By Renee Cohn Jones, PsyD Helping Parents Parent, LLC April 3, 2023

Over 3000 years ago, a mean and powerful king ruled Egypt.  

He was worried that the Jewish people would one day fight against him, so he decided to make them his slaves. Every day, he forced them to work in the extreme heat, hammering, digging, and carrying heavy bricks.  He gave them little food and water, his soldiers whipped and beat them, and the Jewish people were not paid for their hard work.

The Jewish people, also known as Israelites, did not like being slaves.  They cried to G-d for help.  G-d chose a man named Moses to help lead the Jewish people.

Moses went to Pharaoh and said “G-d is not happy with how you are treating the Jewish people.  He wants you to let them go and be free.”  But Pharaoh stomped his foot and said “No! I will not let them go!”

Moses tried to warn him.  He told Pharaoh that if he did not listen to G-d, many terrible things could happen.  But Pharaoh didn’t care.

First, all of the water turned to blood.  Pharaoh couldn’t stand it.  No one could bathe or wash their clothes.  So he said “Fine!  Let them Go! Just make this stop!”

The Israelites packed their things and started to leave.  But Pharaoh changed his mind.  

Then came the frogs.  There were frogs here, frogs there, frogs were jumping everywhere!  You couldn’t walk anywhere without stepping on a frog.  So Pharaoh said “Go!  Get out!  Make it stop!”

Each time a new plague began, Pharaoh would tell Moses that the Jewish people could go as long as the horrible plague stopped.  As soon as G-d had taken away the plague, Pharaoh would shout “No!  I’ve changed my mind!  The Jews must stay!”

G-d sent more plagues, like wild beasts, fiery hail, and even locusts that ate all of the food and crops.  Finally, the 10th plague arrived.  Pharaoh was tired of all of this and ordered the Jews to leave.

Fearful that Pharaoh might change his mind again, the Jews packed their things in such a hurry that they had no time to prepare their food or let their dough rise.  They only had enough time to make flat cracker-like bread called Matzah.

The Jewish people had not gone too far when Pharaoh commanded his army to chase after them.  The Jews had just reached a large sea and the army was getting closer.  The sea was too big to swim across and they were scared of the army and did not know what to do!  They prayed to G-d, and a miracle occurred.
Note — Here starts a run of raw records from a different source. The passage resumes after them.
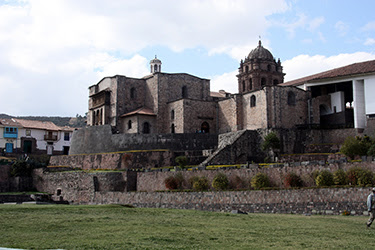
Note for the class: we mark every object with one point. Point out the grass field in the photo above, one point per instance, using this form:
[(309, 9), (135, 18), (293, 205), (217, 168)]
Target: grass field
[(119, 227)]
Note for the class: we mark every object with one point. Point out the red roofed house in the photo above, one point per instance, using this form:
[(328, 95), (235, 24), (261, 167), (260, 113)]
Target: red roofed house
[(34, 137)]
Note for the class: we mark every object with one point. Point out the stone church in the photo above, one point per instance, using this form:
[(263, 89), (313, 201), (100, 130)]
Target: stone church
[(162, 103)]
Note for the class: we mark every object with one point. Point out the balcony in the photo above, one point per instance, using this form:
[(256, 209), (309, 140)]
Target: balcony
[(50, 137)]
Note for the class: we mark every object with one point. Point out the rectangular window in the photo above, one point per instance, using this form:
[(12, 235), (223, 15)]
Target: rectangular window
[(66, 136)]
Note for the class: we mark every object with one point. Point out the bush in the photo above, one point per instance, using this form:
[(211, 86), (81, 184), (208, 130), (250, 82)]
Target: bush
[(354, 146), (366, 178), (339, 177), (21, 168), (174, 182), (371, 150), (201, 184), (325, 178), (353, 175), (220, 182), (182, 161), (171, 183), (293, 180), (260, 180), (271, 141)]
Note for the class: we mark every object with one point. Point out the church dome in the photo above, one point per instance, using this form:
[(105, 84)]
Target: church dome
[(260, 53), (155, 60)]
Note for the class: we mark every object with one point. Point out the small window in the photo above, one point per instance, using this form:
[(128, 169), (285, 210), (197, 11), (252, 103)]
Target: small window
[(263, 82), (252, 101), (291, 98), (173, 128), (132, 93), (66, 136), (172, 114), (184, 92)]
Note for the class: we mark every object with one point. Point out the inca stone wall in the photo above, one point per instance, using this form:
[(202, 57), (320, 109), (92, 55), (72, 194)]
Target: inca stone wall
[(99, 139), (240, 178)]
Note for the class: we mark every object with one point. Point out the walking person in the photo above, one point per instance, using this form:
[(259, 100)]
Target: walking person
[(371, 207)]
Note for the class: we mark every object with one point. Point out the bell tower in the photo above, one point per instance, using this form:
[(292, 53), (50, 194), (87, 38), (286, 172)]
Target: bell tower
[(155, 65)]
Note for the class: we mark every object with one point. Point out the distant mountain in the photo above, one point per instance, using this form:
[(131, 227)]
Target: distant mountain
[(75, 122)]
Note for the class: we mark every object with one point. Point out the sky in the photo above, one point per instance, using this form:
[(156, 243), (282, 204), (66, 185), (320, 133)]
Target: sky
[(51, 51)]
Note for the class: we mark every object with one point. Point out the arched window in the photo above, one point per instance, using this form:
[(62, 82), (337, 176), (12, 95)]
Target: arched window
[(172, 128), (252, 101), (146, 128), (291, 98), (132, 93), (205, 127), (263, 81), (184, 92), (172, 114)]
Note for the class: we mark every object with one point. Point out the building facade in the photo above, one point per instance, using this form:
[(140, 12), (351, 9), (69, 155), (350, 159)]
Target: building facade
[(34, 137), (162, 103)]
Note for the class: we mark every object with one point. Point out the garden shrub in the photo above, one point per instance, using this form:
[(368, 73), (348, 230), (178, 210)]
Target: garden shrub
[(201, 184), (371, 150), (260, 180), (353, 175), (171, 183), (237, 183), (293, 180), (174, 182), (325, 178), (339, 177), (354, 146), (366, 178), (182, 161), (271, 141), (220, 182), (21, 168)]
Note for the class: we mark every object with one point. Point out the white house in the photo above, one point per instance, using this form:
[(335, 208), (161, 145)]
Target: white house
[(34, 137), (344, 95)]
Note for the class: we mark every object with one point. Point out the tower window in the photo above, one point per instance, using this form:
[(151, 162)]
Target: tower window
[(291, 98), (252, 101), (172, 114), (132, 93), (263, 81), (184, 92)]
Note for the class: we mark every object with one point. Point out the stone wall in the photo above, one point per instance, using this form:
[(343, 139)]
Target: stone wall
[(240, 178), (99, 139), (303, 201), (116, 161)]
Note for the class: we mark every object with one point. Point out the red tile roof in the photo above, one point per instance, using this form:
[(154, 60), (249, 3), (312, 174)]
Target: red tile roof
[(140, 111), (349, 70)]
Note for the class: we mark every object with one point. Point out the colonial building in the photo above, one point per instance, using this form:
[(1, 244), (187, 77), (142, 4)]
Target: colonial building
[(34, 137), (162, 103)]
The sea opened up and a dry, sandy path was in front of them.

The Jewish people ran across.  Just as they reached the other side, the water came rushing in and closed the path.  The army could not reach them and the Jews were free.

Today, during Passover, we eat special foods, sing songs, and participate in a Seder.  A seder is a special meal designed to help us remember the miraculous Journey from slavery to freedom.  Children are the most important people at the seder.  In fact, the youngest child gets to ask the “Four Questions” and for the rest of the evening, grownups and older children retell the story of the first Passover to answer those questions.

We also pay more attention to those who may not have as much food as we do or may be living in slave-like conditions.  We try to help them and make our world a better place for everyone.